At Everest’s summit, where oxygen levels are perilously low and every movement demands effort, Miura proved that perseverance can transcend age.

Though Yuichiro Miura is Japanese, his legacy is inseparable from Nepal and the Himalayas. Like every successful Everest climber, his achievements were made possible through the expertise, resilience and support of Nepal’s Sherpa community and mountain workers.
International Everest Day is not only a celebration of summits, but also of the people who make those journeys possible: guides, climbers, porters and local communities whose lives remain intertwined with the mountain.
Miura’s repeated returns to Nepal reflected his enduring admiration for Everest and the Himalayan landscape. His story also helped bring renewed global attention to Nepal’s mountaineering heritage and the possibilities of active ageing.
Yuichiro Miura’s Everest journey resonates far beyond the climbing world because it speaks to something universal: the refusal to surrender to limitations.
In an era increasingly concerned with longevity, wellness and mental resilience, his story remains remarkably relevant. He transformed Everest from a symbol of conquest into a symbol of persistence.

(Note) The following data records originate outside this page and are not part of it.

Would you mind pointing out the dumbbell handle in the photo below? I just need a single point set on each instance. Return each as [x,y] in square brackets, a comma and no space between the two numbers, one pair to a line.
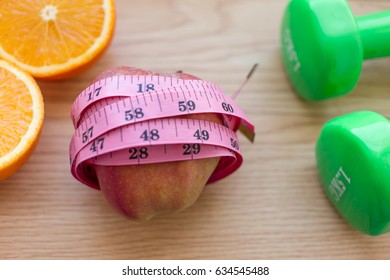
[375,34]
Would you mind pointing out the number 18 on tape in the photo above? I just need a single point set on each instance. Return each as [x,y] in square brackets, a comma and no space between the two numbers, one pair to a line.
[134,120]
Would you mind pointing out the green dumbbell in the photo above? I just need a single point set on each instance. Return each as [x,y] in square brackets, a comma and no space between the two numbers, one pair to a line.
[353,160]
[324,45]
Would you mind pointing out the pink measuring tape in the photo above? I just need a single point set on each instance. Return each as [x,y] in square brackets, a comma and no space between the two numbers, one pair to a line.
[130,119]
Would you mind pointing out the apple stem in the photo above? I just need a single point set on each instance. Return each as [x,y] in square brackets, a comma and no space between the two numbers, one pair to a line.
[245,81]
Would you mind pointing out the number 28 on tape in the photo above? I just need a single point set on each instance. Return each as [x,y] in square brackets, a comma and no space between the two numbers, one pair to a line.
[130,119]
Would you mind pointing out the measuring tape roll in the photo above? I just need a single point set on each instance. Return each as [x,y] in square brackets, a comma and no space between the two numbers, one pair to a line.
[132,120]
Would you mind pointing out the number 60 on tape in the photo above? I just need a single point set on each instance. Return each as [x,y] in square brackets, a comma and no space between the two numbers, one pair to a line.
[130,119]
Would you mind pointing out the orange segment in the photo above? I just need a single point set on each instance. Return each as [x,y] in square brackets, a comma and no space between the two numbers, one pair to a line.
[21,117]
[55,38]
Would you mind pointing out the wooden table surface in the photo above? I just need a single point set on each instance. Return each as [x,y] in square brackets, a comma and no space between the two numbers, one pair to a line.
[273,207]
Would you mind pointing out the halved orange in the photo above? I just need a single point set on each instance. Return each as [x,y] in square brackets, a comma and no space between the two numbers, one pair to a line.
[55,39]
[21,117]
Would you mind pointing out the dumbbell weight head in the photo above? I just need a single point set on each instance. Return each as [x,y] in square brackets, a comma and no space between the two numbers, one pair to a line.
[321,48]
[353,160]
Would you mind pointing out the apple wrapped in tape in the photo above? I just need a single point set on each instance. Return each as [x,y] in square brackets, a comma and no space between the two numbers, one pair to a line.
[142,191]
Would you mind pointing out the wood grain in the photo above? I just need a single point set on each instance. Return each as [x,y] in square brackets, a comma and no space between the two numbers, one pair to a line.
[272,208]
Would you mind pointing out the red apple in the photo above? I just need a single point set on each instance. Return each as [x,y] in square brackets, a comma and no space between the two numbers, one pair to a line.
[141,192]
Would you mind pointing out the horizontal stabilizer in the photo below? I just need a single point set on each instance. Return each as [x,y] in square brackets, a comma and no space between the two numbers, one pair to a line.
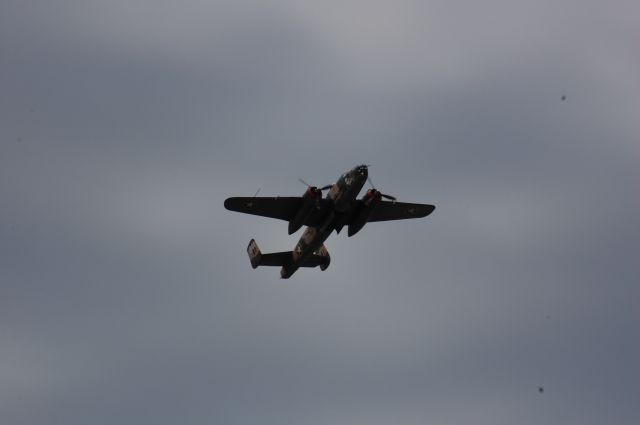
[320,258]
[277,259]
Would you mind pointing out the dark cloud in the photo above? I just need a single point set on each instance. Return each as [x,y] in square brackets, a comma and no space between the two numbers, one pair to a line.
[126,292]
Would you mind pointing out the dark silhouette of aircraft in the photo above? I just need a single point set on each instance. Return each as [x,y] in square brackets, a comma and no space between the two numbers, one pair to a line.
[322,216]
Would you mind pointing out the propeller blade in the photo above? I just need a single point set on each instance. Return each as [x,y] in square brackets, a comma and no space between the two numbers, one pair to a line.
[303,182]
[371,182]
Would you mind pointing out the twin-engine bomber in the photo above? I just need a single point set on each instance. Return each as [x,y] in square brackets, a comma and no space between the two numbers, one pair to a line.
[322,216]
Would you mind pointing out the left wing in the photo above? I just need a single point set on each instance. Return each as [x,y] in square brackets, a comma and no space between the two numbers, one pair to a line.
[281,207]
[386,210]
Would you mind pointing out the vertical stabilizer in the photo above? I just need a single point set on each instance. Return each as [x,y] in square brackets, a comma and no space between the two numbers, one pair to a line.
[254,253]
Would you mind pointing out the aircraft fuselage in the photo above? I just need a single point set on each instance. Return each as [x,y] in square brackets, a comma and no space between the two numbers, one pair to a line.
[342,194]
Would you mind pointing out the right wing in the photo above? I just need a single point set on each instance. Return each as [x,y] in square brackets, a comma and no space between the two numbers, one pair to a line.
[386,210]
[281,207]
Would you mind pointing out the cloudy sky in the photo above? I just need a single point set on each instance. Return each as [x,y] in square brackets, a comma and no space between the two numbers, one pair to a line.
[126,296]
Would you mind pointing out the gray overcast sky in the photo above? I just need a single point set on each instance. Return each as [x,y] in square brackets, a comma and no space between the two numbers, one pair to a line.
[126,296]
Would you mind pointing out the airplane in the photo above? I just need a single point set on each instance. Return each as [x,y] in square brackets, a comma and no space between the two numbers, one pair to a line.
[322,216]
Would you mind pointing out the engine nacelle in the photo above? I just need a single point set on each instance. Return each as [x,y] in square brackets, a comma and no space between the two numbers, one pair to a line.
[310,199]
[326,258]
[370,200]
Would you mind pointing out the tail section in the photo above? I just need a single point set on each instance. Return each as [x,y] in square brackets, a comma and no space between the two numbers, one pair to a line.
[254,253]
[257,258]
[285,260]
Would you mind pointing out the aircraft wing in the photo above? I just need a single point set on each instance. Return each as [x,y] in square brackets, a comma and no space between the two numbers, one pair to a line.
[281,207]
[386,210]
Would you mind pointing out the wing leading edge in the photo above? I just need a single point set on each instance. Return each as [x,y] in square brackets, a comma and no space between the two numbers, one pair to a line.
[281,207]
[386,210]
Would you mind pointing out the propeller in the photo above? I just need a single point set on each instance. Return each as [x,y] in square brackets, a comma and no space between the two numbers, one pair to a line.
[391,198]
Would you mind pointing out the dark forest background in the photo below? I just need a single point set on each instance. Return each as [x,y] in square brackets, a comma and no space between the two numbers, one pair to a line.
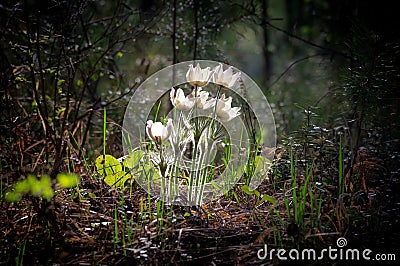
[329,69]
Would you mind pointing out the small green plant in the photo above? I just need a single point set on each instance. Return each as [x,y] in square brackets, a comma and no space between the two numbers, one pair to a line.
[41,187]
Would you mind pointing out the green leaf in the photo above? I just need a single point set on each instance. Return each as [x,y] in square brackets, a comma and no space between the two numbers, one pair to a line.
[68,180]
[108,165]
[268,198]
[249,191]
[117,180]
[133,159]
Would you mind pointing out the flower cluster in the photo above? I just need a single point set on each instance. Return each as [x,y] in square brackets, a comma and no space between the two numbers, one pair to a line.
[198,77]
[196,139]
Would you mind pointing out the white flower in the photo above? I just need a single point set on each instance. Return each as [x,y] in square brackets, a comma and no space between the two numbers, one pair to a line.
[224,110]
[224,78]
[202,100]
[197,76]
[157,131]
[180,101]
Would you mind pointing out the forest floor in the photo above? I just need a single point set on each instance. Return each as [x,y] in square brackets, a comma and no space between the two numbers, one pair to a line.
[99,225]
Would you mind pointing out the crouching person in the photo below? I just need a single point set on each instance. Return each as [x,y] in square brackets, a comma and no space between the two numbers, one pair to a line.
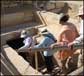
[28,41]
[67,34]
[47,40]
[79,39]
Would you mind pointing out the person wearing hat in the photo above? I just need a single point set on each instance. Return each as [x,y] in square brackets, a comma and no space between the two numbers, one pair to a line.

For younger generations, he represents courage. For older generations, possibility.
And for Nepal, his ascents remain part of Everest’s ever-growing tapestry of human stories.
As Nepal marks International Everest Day each year on 29 May, the legacy of Yuichiro Miura deserves remembrance alongside the mountain’s greatest achievements.
Because Everest is not measured solely by altitude.
Sometimes, it is measured by the strength of the people who continue climbing long after the world expects them to stop.